Enter the Fourth Estate with its unforeseen mercenary job.
Those who envisioned democracy didn’t foresee how powerful media, including entertainment media, would be, how it could subvert democracy. Nobody could have foreseen how broadcast media can create an individual’s entire view of the world, his perceptions of people, and during election of candidates.
After all, before martial law, only the upper and middle classes had television. Now, pass by Manila’s slum areas and jutting out of the shanties would be television aerial antennas. Who could have imagined that the image of billionaire heiress Jamby Madrigal for many people now is her being hosed down by anti-riot firemen in a demonstration created by her ad people? Who could have imagined that the assassinated martyr Benigno Aquino, Jr. could be magically resurrected by TV advertising into the mortal form of his nephew?
Grace Llamanzares would be a nobody if not for media that created the myth of the hero Panday, and now panders her as the daughter of that fictional hero? Risa Hontiveros is nothing without President Aquino, who has put her by her side in numerous photo-ops, even shamelessly in his sorties to flood victims. Even with that, she wouldn’t have gone up in the surveys if not for her TV ads her benefactor Mr. Aquino has been financing. Media hardly describes that JV Ejercito is the bastard son of a President convicted of plunder. Trillianes would have spent his entire life in a military stockade convicted as a bumbling putchist, if media had not romanticized him as a crusader.
We live in a unique period in humanity’s history when radio and television, and to some extent by the Internet, have subsumed reality into fiction, creating a world called “hyper-reality” by philosophers.

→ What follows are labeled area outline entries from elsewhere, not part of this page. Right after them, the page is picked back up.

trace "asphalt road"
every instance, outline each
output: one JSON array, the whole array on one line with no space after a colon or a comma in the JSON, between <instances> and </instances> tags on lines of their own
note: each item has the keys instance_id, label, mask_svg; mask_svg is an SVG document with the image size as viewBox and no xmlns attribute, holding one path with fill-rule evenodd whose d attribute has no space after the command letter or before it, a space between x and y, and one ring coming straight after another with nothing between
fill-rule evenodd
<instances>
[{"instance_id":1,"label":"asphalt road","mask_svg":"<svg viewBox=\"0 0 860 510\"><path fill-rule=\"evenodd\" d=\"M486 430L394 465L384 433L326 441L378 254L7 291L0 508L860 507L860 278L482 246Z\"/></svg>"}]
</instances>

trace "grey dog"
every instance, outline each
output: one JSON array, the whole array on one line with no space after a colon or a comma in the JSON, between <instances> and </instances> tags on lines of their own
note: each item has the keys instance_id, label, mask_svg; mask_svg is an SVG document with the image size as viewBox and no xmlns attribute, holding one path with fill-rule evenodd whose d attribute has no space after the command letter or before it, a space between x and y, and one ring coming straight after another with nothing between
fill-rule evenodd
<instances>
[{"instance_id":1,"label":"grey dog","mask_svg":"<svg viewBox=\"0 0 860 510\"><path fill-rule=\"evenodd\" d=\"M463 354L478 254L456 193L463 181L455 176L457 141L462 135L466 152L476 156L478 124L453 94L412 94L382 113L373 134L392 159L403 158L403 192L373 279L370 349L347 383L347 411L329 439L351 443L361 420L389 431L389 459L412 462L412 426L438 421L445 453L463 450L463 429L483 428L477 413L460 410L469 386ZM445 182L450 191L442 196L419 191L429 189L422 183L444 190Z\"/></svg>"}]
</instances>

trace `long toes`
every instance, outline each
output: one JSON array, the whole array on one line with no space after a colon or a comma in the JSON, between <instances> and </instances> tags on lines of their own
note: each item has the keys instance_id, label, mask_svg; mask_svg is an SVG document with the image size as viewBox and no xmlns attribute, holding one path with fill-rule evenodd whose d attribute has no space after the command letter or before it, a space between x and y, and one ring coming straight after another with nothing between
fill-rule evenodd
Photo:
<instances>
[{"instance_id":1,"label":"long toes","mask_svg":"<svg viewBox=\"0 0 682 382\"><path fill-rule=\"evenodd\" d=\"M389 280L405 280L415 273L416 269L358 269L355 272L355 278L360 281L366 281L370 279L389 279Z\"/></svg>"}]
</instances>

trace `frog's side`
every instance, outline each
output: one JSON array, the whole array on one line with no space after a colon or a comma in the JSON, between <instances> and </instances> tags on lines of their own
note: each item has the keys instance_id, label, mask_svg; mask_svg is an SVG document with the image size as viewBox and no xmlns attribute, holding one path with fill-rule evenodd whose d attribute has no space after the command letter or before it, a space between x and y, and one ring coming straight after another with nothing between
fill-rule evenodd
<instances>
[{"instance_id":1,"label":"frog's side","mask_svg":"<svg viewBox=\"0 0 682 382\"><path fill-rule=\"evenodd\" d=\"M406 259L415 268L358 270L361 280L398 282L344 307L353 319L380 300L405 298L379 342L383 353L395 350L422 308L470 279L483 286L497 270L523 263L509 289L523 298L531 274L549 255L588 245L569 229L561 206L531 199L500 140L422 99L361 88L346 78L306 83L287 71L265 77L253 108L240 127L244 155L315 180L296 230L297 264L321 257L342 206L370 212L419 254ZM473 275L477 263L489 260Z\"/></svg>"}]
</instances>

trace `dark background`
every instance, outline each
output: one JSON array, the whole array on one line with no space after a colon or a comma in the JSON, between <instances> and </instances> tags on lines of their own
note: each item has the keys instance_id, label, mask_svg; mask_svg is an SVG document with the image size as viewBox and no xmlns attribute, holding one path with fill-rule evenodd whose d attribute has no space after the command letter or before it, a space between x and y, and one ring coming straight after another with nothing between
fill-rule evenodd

Media has given tremendous power to the modern brain-washers called the advertising industry to bring to life invented people and invented worlds.
With a barrage of expensive advertising, politicians’ made-up images—such as the brat Jack Enrile embracing an old farmer or that other brat Sonny Angara being a farmer with his peasant’s shirt—cannot but get etched in voters’ brain synapses.
Today, in the hot polling precincts and after suffering a long queue, those images will involuntarily appear in voter’s mind that he will be voting for charlatans like a programmed robot. It is only for the local posts that he will use his mind, to recall the local candidates his lider said he will vote for.
Is this democracy? Maybe it still is. After all, whether by machine politics or media, leaders can be replaced, which can’t be done in a dictatorship. But it’s a democracy that has become silly.